Magna Entertainment Corp. announces appointments of Interim Chief Executive Officer and Independent Director
08 April 2009 - 11:10AM
PR Newswire (US)
AURORA, ON, April 7 /PRNewswire-FirstCall/ -- Magna Entertainment
Corp. ("MEC" or the "Company") today announced that it has
appointed Greg Rayburn as Interim Chief Executive Officer of the
Company, subject to the approval of the United States Bankruptcy
Court for the District of Delaware. MEC and certain of its
subsidiaries are currently subject to bankruptcy proceedings in the
United States under Chapter 11 of the United States Bankruptcy
Court for the District of Delaware. If approved, Mr.
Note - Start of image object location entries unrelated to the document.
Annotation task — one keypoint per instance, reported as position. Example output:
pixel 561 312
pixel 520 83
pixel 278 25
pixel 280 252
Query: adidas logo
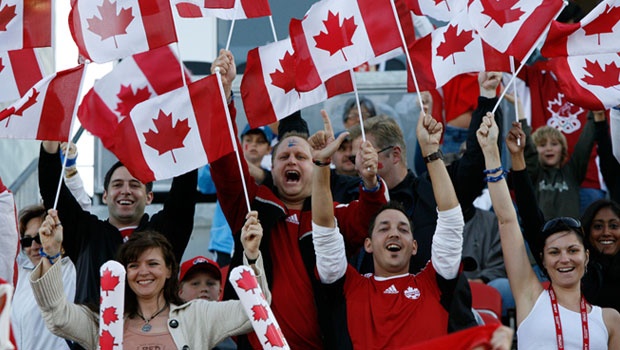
pixel 391 290
pixel 293 219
Rayburn will
assume the customary responsibilities of the Chief Executive
Officer including leading MEC's Chapter 11 restructuring activities
and overseeing the sale of MEC's assets. He will report directly to
MEC's Board of Directors. The decision to appoint Mr. Rayburn
followed an extensive executive search process led by MEC's lead
director, William Menear. Mr. Rayburn is currently a senior
managing director and the practice leader of FTI Palladium
Partners. He has more than 26 years of experience advising
companies and boards of directors in several in-court and
out-of-court restructurings and has previously served as CEO or CRO
of other troubled companies, including WorldCom, aaiPharma and
Muzak Holdings LLC. Frank Stronach, who has resigned his office as
Chief Executive Officer of the Company effective immediately, will
retain his position as Chairman of the Board of Directors. In
addition, the Board of Directors also appointed Warren Mosler to
serve as an independent member of the Board of Directors. Mr.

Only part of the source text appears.